The agents that move your metrics fire on platform events, not chat. Wiring event-driven agents in Flow Designer: precise triggers, tight context, deliberate branching, real error handling.

The conversational agent gets all the attention, but if you want the automation that actually moves your metrics, you want agents that fire on platform events and run silently inside your existing flows. No one opens a chat window. A record is created, a field changes, an email arrives, and an agent quietly does work. This is squarely Flow Designer territory, and wiring it well is a core mid-level skill.

Why event triggers beat chat for automation. Chat is a front door for humans who know they need help. But most high-value automation should happen without anyone asking, the moment a condition is met. An incident is created in a certain category and an agent immediately enriches it, classifies it, and attempts resolution. A change request reaches a state and an agent assesses its risk. Nobody had to remember to invoke anything. Event-driven agents capture the work that chat-driven agents never see because nobody thought to ask.

Trigger types and conditions. Flow Designer gives you the familiar trigger palette: record created, record updated, a field changing to a specific value, a scheduled trigger, an inbound email. The discipline here is precision in the trigger condition. A trigger that is too broad fires the agent constantly, burning tokens and latency on records that did not need it; a trigger that is too narrow misses the cases you wanted to catch. Spend real time on the condition, because it is the difference between a useful automation and an expensive, noisy one.
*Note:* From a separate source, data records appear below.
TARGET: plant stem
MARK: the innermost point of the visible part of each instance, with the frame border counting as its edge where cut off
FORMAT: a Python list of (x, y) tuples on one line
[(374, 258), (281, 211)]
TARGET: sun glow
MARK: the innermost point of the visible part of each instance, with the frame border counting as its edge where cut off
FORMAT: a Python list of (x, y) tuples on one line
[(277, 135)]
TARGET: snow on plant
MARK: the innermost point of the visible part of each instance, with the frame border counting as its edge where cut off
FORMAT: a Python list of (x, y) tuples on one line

Calling the agent or skill from the flow. Within the flow, you invoke the agent or a specific skill as an action, passing it the record context it needs. Be deliberate about what you pass. Hand it the record reference and the specific fields relevant to the task rather than dumping the entire record; tighter input means cheaper, more focused, more reliable agent behavior. This is the same input-contract discipline from tool design, applied at the flow boundary.
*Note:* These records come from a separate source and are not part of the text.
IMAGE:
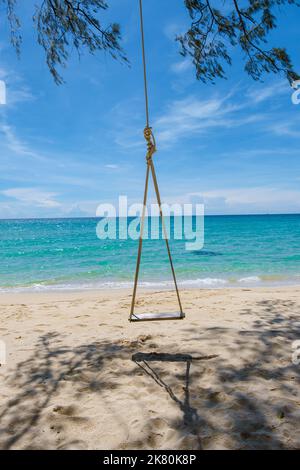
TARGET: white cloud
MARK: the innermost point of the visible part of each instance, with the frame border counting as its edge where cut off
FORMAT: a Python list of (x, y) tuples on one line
[(190, 116), (264, 92), (2, 92), (285, 129), (111, 166), (181, 66), (14, 144), (33, 196), (253, 200)]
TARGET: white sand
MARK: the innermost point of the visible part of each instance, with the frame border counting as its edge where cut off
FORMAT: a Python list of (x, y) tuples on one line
[(74, 378)]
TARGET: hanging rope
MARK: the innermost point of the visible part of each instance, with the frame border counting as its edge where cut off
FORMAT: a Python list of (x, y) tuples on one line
[(151, 149)]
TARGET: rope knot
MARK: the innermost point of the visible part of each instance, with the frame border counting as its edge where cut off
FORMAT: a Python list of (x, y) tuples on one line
[(151, 144)]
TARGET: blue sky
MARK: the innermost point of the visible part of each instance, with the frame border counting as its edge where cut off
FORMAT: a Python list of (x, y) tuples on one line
[(64, 150)]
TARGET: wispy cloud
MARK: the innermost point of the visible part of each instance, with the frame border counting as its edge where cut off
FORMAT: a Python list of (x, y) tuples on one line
[(13, 143), (112, 166), (190, 116), (181, 66), (266, 91), (285, 129), (33, 196)]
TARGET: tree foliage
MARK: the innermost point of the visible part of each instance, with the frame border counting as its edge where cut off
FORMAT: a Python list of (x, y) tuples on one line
[(65, 24), (217, 29), (213, 35)]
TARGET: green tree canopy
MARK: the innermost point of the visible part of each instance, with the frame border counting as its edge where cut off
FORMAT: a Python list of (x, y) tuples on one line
[(217, 28)]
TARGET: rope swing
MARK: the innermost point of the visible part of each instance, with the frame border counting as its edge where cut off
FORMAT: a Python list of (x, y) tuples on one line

Handling the agent's output. The agent returns something: a classification, a drafted resolution, a recommended action, a confidence signal. Your flow has to do something deliberate with that output. Branch on it. If the agent resolved the issue with high confidence, update the record and close the loop. If confidence is low, route to a human queue with the agent's suggestion attached. Designing the output-handling branches is where you encode the human-in-the-loop boundary, and it is the part that determines whether the automation is trustworthy.
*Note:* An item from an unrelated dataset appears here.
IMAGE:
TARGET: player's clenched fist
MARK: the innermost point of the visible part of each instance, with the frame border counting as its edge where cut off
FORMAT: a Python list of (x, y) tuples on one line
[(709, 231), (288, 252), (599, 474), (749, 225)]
Error handling and retries. Agents call models, and model calls can fail, time out, or return something malformed. Your flow needs explicit error handling: what happens when the agent call fails or returns an unparseable result? Do not let a failed agent call silently drop a record into limbo. Catch the failure, fall back to a safe default (usually: route to a human), and log it. And mind retries: if a trigger or a flow can re-fire, make sure re-firing does not cause the agent to take a duplicate action. This is exactly why tool idempotency (T5) matters at the flow level too.

Keep the human gate where it belongs. Event-driven does not mean unattended-everywhere. For consequential or irreversible outcomes, keep an approval step in the flow between the agent's recommendation and the action. The agent proposes; the flow routes it for human approval; the action executes only after. As trust in a given automation accumulates and the accuracy data backs it up, you can remove the gate for the safe, high-confidence paths. Start gated, earn autonomy.

The pattern to internalize: precise trigger, tight context in, deliberate branching on output, real error handling, and a human gate sized to the risk. That is an event-driven agent you can actually run in production.